A vida não tinha sido das mais fáceis para João. Nasceu numa cidade do interior do Ceará, mudou-se para São Paulo quando criança, pois o pai buscava um emprego melhor do que a lida na roça. Trabalhou de pedreiro a vida inteira, acordando cedo, chegando em casa cansado e sem muita perspectiva de melhora. Nunca se casou, apesar de já ter tido algumas mulheres, também nunca teve filhos, pelo menos não filhos que sabia existirem. Agora aos 68 anos estava velho, cansado e completamente sozinho. Vivia triste e solitário, amargurado, seu único contato com outros seres humanos costumava ser em filas de hospitais e brigando com as crianças da rua que insistiam em jogar futebol justamente em frente sua casa. Ele era um velho solitário e rabugento, que vivia dizendo que a vida havia sido dura demais com ele. Esse tipo de vida que levava acabou por ser um problema, afinal, quando João morreu, sozinho em sua cama durante o sono, só descobriram o corpo quase uma semana depois, apenas por conta do mal cheiro. Enfim, aquela não tinha sido uma vida fácil.
Em outro lugar em outro plano de existência, algumas criaturas, cuja forma nossas mentes humanas são incapazes de imaginar, conversavam animadamente entre si:
- E aí? Como foi essa sua última vida?
- Ah, eu achei divertido, nunca tinha vivido uma vida triste. Foi a primeira vez que vivi uma vida desse jeito...
- Tá, mas conta mais.
- Bem, eu fui um cara chamado João. Solitário, sem filhos nem esposa que passou um monte de problemas na vida.

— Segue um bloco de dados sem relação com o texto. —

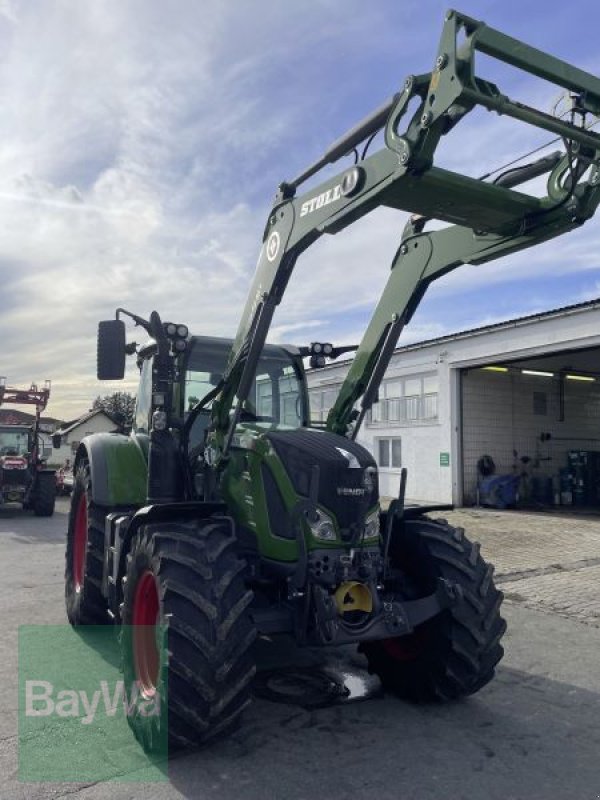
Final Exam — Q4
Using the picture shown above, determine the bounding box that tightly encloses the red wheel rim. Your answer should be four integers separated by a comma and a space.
72, 494, 87, 592
132, 569, 160, 697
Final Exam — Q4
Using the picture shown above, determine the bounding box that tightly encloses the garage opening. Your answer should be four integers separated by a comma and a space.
460, 347, 600, 513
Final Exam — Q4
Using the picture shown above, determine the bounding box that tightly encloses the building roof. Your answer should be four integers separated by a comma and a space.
56, 408, 119, 436
0, 408, 63, 429
307, 297, 600, 372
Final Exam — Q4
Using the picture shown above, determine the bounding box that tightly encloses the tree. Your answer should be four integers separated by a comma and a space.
92, 392, 135, 428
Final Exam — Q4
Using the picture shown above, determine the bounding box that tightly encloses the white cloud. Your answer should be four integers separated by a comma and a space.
0, 0, 600, 417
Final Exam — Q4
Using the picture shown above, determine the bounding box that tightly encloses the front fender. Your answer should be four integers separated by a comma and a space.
74, 433, 148, 507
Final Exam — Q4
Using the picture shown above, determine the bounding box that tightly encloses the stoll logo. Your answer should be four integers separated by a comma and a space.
300, 167, 364, 217
25, 681, 160, 725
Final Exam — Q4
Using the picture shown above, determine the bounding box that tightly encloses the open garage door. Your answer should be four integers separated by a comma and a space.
460, 347, 600, 513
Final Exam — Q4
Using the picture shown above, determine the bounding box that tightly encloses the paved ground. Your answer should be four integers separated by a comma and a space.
0, 501, 600, 800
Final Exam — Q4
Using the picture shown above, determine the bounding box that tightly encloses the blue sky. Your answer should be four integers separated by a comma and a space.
0, 0, 600, 418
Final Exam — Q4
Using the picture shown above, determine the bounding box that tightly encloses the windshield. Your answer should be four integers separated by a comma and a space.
0, 428, 29, 456
184, 337, 306, 428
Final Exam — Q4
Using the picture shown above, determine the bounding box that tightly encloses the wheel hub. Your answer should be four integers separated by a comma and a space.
71, 494, 88, 593
132, 569, 160, 697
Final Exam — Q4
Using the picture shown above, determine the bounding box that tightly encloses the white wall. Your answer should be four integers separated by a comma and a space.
308, 305, 600, 503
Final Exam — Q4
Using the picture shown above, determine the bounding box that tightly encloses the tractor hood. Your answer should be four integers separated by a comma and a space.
265, 428, 379, 538
0, 455, 27, 470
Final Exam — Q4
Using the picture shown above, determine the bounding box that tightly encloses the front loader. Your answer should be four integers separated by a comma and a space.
0, 378, 56, 517
66, 11, 600, 749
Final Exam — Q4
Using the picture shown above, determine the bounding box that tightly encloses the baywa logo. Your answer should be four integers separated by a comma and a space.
25, 680, 160, 725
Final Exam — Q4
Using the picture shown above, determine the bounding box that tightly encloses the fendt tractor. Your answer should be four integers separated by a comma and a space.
66, 11, 600, 750
0, 378, 56, 517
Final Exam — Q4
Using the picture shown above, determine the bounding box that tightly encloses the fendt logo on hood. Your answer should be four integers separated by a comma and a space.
0, 456, 27, 469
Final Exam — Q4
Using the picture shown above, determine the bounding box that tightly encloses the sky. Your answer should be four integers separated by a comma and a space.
0, 0, 600, 419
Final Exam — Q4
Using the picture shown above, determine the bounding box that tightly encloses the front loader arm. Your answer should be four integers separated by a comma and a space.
327, 163, 600, 437
207, 11, 600, 463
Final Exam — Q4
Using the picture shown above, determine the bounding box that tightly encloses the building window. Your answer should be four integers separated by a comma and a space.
377, 436, 402, 469
308, 384, 341, 422
367, 375, 439, 425
533, 392, 548, 417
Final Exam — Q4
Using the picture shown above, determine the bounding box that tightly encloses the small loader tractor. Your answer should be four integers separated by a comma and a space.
66, 11, 600, 750
0, 379, 56, 517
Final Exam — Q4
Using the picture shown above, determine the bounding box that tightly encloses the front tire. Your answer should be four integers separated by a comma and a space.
121, 518, 256, 752
361, 518, 506, 702
65, 461, 109, 625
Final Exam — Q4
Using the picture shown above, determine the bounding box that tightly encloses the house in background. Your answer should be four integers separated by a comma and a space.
307, 298, 600, 513
50, 409, 121, 464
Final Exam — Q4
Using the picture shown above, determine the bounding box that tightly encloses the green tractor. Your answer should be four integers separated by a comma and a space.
66, 11, 600, 750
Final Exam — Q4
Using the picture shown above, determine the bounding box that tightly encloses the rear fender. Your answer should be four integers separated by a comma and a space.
109, 501, 234, 616
74, 433, 148, 508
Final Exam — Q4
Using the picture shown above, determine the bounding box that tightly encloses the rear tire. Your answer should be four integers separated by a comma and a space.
31, 472, 56, 517
65, 461, 109, 625
121, 518, 256, 752
360, 518, 506, 702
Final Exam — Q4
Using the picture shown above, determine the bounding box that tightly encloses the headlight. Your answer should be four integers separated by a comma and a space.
307, 508, 337, 542
363, 509, 381, 539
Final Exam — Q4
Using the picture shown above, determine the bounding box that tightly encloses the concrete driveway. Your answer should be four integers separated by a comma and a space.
0, 499, 600, 800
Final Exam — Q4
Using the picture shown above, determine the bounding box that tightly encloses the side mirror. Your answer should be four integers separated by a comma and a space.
97, 319, 125, 381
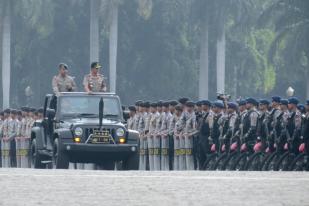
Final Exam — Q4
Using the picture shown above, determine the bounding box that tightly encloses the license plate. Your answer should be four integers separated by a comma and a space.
91, 130, 110, 144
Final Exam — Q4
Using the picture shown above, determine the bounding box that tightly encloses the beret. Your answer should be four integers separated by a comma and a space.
186, 101, 195, 107
297, 104, 306, 112
212, 100, 224, 109
11, 109, 17, 114
175, 105, 182, 111
271, 96, 281, 103
238, 99, 247, 106
178, 97, 189, 104
195, 101, 203, 106
288, 97, 299, 105
170, 100, 178, 106
144, 102, 150, 108
202, 100, 211, 106
157, 100, 163, 107
129, 106, 136, 112
58, 63, 69, 69
3, 109, 11, 113
135, 100, 143, 106
150, 102, 158, 107
227, 102, 237, 110
280, 99, 289, 106
260, 99, 270, 105
246, 97, 259, 106
162, 102, 170, 107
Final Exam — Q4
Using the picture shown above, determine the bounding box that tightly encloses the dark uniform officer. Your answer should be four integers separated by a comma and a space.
257, 99, 273, 150
242, 98, 259, 146
208, 100, 224, 151
302, 100, 309, 159
287, 97, 301, 154
83, 62, 107, 92
198, 100, 212, 169
52, 63, 76, 95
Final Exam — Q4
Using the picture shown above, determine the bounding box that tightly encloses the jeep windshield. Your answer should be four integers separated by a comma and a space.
58, 95, 121, 118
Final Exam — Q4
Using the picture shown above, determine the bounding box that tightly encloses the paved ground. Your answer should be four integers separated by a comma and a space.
0, 169, 309, 206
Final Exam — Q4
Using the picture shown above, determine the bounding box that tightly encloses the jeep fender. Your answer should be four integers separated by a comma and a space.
53, 128, 73, 147
30, 127, 45, 150
128, 130, 139, 144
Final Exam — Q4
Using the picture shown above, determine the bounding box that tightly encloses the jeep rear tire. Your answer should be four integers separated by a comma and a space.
52, 138, 69, 169
123, 152, 139, 170
29, 139, 45, 169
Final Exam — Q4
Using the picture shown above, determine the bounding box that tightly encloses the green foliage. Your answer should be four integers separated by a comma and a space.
245, 29, 276, 93
0, 0, 309, 106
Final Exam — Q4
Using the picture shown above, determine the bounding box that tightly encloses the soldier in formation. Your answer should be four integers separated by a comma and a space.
128, 96, 309, 170
0, 107, 39, 168
52, 63, 76, 95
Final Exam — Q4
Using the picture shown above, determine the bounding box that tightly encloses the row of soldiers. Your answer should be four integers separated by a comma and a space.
127, 96, 309, 170
0, 107, 43, 168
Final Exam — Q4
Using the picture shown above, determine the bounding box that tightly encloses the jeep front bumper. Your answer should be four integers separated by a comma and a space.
63, 143, 138, 163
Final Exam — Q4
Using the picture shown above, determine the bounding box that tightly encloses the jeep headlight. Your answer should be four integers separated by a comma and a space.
74, 127, 83, 136
116, 128, 125, 137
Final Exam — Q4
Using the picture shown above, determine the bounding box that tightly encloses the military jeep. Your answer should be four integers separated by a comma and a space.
29, 92, 139, 170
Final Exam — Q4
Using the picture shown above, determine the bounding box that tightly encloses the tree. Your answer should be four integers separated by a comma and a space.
89, 0, 100, 63
259, 0, 309, 98
2, 0, 11, 109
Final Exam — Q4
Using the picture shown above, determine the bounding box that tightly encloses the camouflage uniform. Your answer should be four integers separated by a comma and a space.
160, 112, 173, 170
15, 119, 22, 168
147, 112, 159, 171
1, 117, 11, 168
132, 112, 141, 131
243, 108, 259, 146
8, 118, 19, 167
127, 116, 134, 130
52, 75, 76, 95
138, 112, 147, 170
168, 113, 179, 170
175, 111, 187, 170
184, 112, 196, 170
153, 112, 164, 170
199, 110, 213, 168
83, 73, 107, 92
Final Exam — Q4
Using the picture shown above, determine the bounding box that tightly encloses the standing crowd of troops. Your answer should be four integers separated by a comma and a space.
127, 96, 309, 170
0, 107, 43, 168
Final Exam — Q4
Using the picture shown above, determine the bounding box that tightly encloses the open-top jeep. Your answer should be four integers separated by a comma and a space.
29, 92, 138, 170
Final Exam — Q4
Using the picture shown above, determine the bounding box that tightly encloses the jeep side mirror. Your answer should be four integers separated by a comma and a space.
123, 111, 130, 122
46, 109, 56, 119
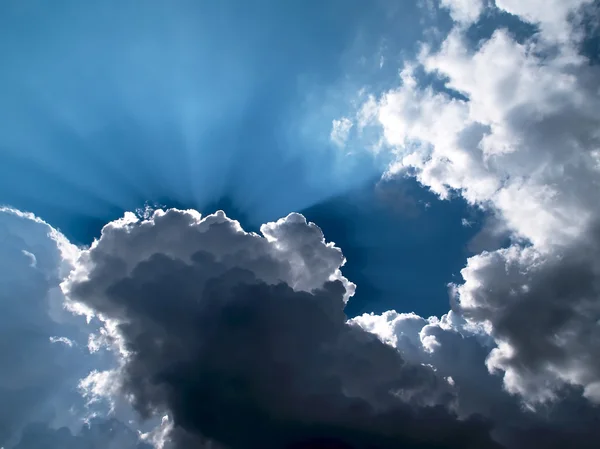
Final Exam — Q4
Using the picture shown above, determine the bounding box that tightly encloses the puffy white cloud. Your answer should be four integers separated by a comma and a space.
329, 117, 354, 148
342, 0, 600, 404
440, 0, 484, 25
0, 207, 148, 449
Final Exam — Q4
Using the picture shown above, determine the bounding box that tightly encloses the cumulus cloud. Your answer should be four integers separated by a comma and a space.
329, 117, 354, 147
440, 0, 484, 25
0, 207, 149, 449
342, 0, 600, 407
64, 209, 494, 448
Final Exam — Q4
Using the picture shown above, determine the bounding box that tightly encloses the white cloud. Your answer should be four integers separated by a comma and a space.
440, 0, 484, 25
329, 117, 354, 148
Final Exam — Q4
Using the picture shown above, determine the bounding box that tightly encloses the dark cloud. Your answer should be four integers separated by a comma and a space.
66, 210, 494, 449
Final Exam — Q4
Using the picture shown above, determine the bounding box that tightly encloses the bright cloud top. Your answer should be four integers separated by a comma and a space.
340, 0, 600, 410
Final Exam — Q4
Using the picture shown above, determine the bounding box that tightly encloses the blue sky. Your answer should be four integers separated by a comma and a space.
0, 1, 477, 320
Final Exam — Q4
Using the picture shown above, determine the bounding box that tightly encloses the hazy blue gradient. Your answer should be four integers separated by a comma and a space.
0, 0, 475, 314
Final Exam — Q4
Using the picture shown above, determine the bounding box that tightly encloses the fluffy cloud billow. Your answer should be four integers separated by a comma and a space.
63, 209, 494, 448
340, 0, 600, 408
4, 200, 600, 449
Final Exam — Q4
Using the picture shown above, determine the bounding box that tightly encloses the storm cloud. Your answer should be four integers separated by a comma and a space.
64, 209, 494, 448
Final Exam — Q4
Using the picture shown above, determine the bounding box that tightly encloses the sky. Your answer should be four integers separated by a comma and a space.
0, 0, 600, 449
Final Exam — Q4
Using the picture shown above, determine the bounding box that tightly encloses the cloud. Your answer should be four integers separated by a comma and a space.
64, 209, 494, 448
329, 117, 354, 148
14, 418, 152, 449
340, 1, 600, 407
0, 207, 149, 449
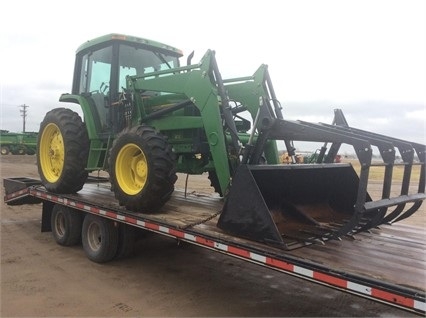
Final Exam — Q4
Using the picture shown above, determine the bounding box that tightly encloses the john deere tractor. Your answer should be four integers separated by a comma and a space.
37, 34, 425, 248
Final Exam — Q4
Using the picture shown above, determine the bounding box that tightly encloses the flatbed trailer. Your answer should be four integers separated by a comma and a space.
3, 177, 426, 315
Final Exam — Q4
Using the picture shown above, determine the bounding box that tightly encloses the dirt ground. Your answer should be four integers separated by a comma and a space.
0, 155, 425, 317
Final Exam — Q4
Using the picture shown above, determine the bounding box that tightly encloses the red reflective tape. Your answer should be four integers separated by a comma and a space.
124, 216, 138, 224
145, 222, 160, 231
314, 272, 348, 288
266, 257, 294, 272
90, 207, 100, 214
228, 246, 250, 258
169, 229, 185, 238
371, 288, 414, 308
104, 210, 117, 219
195, 236, 214, 247
75, 202, 84, 210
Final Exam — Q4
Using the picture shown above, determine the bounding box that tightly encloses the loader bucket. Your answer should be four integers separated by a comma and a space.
217, 164, 369, 249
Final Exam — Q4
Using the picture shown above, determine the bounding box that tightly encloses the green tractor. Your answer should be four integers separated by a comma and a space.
37, 34, 425, 248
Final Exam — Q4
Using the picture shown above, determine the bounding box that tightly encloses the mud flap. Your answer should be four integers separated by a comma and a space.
217, 164, 359, 249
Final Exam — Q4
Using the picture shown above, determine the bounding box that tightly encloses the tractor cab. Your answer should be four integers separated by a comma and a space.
72, 34, 182, 134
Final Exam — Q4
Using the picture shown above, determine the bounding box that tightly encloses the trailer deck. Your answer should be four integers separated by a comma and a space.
4, 178, 426, 315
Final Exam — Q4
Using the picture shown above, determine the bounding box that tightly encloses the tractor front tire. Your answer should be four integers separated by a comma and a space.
109, 126, 177, 213
37, 108, 89, 193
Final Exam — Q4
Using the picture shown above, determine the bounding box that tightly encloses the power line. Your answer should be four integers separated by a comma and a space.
19, 104, 30, 132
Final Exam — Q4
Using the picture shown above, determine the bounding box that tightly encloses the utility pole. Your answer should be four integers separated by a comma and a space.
19, 104, 30, 132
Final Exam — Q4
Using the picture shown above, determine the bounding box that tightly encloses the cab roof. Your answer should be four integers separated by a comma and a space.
77, 33, 183, 56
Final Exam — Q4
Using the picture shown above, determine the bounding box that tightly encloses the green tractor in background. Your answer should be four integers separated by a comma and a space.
37, 34, 425, 248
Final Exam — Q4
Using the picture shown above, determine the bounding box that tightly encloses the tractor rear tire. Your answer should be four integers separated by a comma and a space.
109, 126, 177, 213
37, 108, 89, 193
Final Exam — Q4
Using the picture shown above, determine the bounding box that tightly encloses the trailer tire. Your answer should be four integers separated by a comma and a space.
12, 146, 26, 156
115, 223, 137, 259
109, 126, 177, 212
1, 146, 10, 156
50, 204, 83, 246
37, 108, 89, 193
81, 214, 118, 263
27, 148, 36, 156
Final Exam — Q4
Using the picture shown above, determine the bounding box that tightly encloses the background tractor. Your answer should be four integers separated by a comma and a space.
37, 34, 425, 248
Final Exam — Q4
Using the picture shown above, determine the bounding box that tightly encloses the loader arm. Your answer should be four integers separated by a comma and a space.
126, 50, 239, 193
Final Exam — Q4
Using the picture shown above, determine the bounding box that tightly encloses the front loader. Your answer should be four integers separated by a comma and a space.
37, 34, 425, 249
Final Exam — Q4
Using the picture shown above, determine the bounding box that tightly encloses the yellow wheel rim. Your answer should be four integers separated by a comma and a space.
115, 144, 148, 195
38, 123, 65, 183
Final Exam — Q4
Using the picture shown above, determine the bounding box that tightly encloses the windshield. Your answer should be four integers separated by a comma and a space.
79, 44, 179, 94
118, 45, 179, 89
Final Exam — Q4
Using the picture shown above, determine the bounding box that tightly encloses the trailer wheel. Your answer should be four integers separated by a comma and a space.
37, 108, 89, 193
109, 126, 177, 212
115, 223, 137, 259
1, 146, 10, 155
27, 148, 36, 156
50, 204, 83, 246
12, 146, 26, 155
81, 214, 118, 263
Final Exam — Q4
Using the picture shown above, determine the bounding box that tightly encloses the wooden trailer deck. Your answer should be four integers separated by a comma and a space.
5, 179, 426, 314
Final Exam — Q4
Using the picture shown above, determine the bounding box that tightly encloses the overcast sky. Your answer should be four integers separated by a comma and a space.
0, 0, 426, 153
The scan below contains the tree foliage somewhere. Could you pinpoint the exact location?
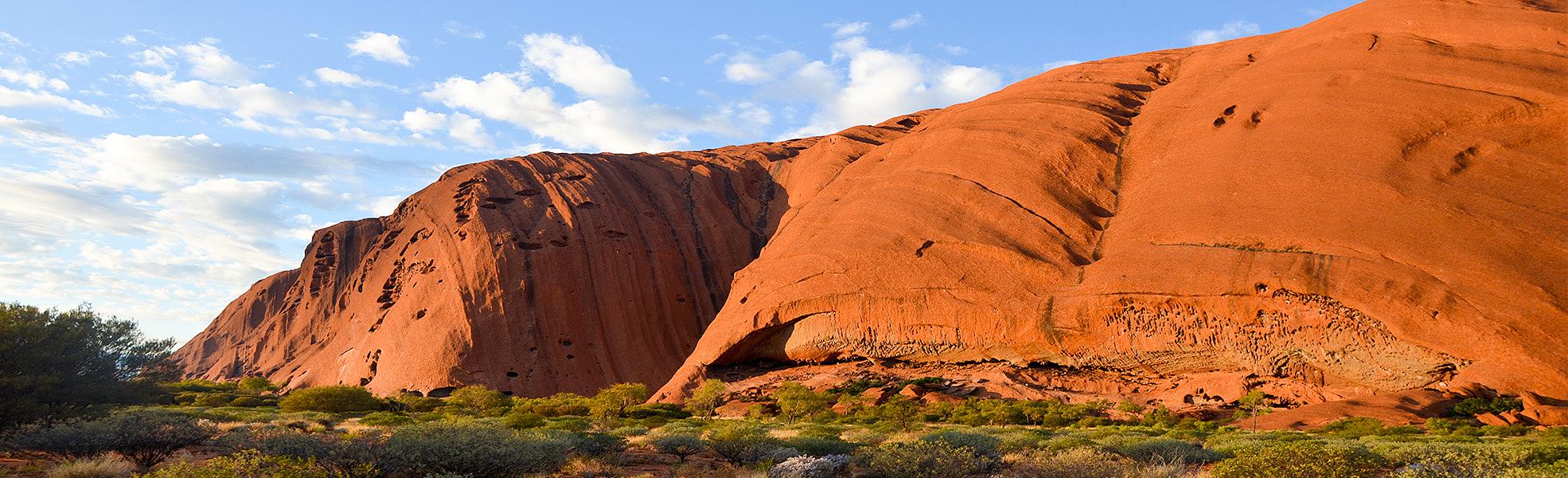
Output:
[685,379,729,417]
[0,303,174,429]
[278,386,383,413]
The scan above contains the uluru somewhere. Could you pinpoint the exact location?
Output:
[165,0,1568,420]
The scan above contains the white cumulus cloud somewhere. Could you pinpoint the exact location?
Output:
[823,22,872,36]
[887,11,925,29]
[315,66,386,88]
[348,31,412,66]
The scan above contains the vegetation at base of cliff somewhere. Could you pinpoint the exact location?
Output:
[0,304,1568,478]
[5,378,1568,478]
[0,303,174,429]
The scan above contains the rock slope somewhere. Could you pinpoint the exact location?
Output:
[179,0,1568,403]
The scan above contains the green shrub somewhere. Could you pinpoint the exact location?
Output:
[236,376,278,394]
[218,426,383,476]
[784,434,861,456]
[1211,442,1383,478]
[0,420,115,459]
[445,386,511,417]
[828,378,887,395]
[610,425,648,437]
[1117,439,1225,464]
[685,379,729,417]
[8,409,216,468]
[0,303,174,429]
[1426,417,1469,434]
[1000,449,1153,478]
[359,412,414,428]
[773,382,829,421]
[278,386,381,413]
[648,434,707,462]
[389,394,445,413]
[1453,397,1524,417]
[228,397,267,407]
[1480,423,1531,437]
[920,429,1002,456]
[626,403,692,420]
[865,441,994,478]
[511,394,593,417]
[103,409,218,468]
[381,421,568,478]
[544,415,593,431]
[45,454,136,478]
[706,421,782,464]
[1319,417,1419,439]
[141,452,337,478]
[191,394,236,406]
[158,378,240,392]
[535,431,626,457]
[590,384,648,423]
[501,407,546,429]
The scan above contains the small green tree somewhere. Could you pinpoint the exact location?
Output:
[1235,389,1269,433]
[773,382,828,421]
[875,395,920,431]
[447,386,511,417]
[591,384,648,426]
[685,379,729,417]
[238,376,278,394]
[0,303,174,429]
[867,441,994,478]
[278,386,383,413]
[1117,400,1143,415]
[648,434,707,462]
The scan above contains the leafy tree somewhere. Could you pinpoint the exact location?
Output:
[0,303,174,429]
[685,379,729,417]
[875,395,920,431]
[1235,390,1267,433]
[236,376,278,394]
[648,434,707,462]
[707,420,782,465]
[278,386,381,413]
[773,382,828,421]
[447,386,511,417]
[591,384,648,423]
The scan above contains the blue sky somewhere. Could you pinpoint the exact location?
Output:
[0,0,1350,340]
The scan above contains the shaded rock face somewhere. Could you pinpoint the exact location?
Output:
[176,124,919,395]
[179,0,1568,403]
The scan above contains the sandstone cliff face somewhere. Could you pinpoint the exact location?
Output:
[176,116,917,395]
[649,2,1568,402]
[179,0,1568,403]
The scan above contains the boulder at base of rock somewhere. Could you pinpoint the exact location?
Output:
[1519,392,1568,426]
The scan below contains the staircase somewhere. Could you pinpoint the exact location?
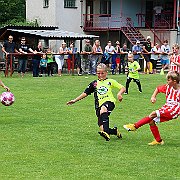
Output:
[121,18,146,45]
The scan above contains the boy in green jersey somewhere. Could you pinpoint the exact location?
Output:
[67,63,125,141]
[124,53,142,94]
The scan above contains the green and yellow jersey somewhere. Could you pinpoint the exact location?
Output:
[128,61,140,79]
[84,79,123,109]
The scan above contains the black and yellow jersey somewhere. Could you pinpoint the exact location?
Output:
[84,79,123,109]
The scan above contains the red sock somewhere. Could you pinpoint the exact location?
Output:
[150,125,162,142]
[134,116,152,129]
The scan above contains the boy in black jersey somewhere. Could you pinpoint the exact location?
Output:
[67,63,125,141]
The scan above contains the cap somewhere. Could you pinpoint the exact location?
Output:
[136,40,140,44]
[86,39,90,42]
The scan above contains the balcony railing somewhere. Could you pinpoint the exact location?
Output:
[83,14,127,31]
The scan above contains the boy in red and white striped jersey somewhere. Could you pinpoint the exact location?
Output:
[123,71,180,145]
[170,44,180,73]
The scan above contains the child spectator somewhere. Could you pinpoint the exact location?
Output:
[124,53,142,94]
[40,54,47,77]
[67,63,125,141]
[170,44,180,73]
[124,72,180,146]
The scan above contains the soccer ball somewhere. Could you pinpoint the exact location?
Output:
[0,92,15,106]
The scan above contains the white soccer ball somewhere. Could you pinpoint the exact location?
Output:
[0,92,15,106]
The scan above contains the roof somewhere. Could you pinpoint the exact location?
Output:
[7,29,99,39]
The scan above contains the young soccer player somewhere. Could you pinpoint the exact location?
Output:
[125,53,142,94]
[67,63,125,141]
[0,80,10,91]
[123,72,180,145]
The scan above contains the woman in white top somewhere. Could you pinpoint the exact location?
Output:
[55,42,68,76]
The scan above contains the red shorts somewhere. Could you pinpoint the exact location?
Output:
[116,58,121,64]
[154,104,180,123]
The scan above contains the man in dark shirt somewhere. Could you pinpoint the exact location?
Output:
[2,35,18,76]
[143,36,152,74]
[18,37,34,77]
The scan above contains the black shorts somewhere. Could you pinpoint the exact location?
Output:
[96,101,115,125]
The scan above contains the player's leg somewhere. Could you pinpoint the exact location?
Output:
[134,79,142,93]
[125,77,132,94]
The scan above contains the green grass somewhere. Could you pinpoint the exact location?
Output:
[0,74,180,180]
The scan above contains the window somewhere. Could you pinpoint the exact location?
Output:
[64,0,76,8]
[100,0,111,14]
[43,0,49,8]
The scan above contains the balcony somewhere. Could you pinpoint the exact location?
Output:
[83,14,127,31]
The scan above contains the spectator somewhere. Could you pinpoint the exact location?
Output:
[2,35,18,76]
[32,42,42,77]
[55,42,68,76]
[119,43,129,74]
[160,40,170,75]
[89,40,103,75]
[46,48,54,76]
[143,36,152,74]
[104,41,115,72]
[115,41,121,74]
[81,39,93,74]
[170,44,180,73]
[132,40,142,62]
[18,37,34,77]
[150,43,161,74]
[40,54,47,77]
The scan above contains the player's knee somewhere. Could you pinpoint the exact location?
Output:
[149,111,157,119]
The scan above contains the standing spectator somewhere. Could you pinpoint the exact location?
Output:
[89,40,103,75]
[143,36,152,74]
[170,44,180,73]
[32,42,42,77]
[55,42,68,76]
[104,41,115,71]
[67,43,77,74]
[119,43,129,74]
[81,39,93,73]
[125,53,142,94]
[132,40,142,62]
[150,43,161,74]
[115,41,121,74]
[160,40,170,75]
[46,48,54,76]
[18,37,34,77]
[2,35,18,76]
[40,54,47,77]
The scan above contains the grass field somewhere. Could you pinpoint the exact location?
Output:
[0,74,180,180]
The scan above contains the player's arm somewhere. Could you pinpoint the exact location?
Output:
[67,92,87,105]
[0,80,10,91]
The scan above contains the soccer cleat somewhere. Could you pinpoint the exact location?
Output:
[160,69,164,75]
[148,140,164,146]
[123,124,136,131]
[98,131,110,141]
[113,127,122,139]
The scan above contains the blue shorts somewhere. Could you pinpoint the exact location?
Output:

Um sujeito bem besta na minha opinião. Ele sofreu muito e tal. Foi legal ser ele, porque foi diferente, mesmo quando encontrava uma vaga em vidas ruins sempre tinha alguma coisa que era divertida. Essa foi ruim do início ao fim, hehe.
- Sério? Achei que você tinha dito que gostou.
- Mas eu gostei. Foi como disse, foi divertido fazer algo diferente. Mas e você? Como foi a sua última?
- Ahh, eu acabei sendo um empresário bem sucedido, até bem feliz. Não gostei muito não. Te recomendei essa vida triste porque eu gosta mais dessas. Tipo, já vivi muitas vidas felizes, hoje em dia só essas tristes me dão emoção de verdade. Pra falar a verdade essa minha última vida foi bem sem graça...
- Não sei como você pode dizer isso. O drama todo que eu vivi foi legal e tal, mas nem é tão divertido assim. Acho que nunca vou entender essa sua fixação pela tristeza, hehe.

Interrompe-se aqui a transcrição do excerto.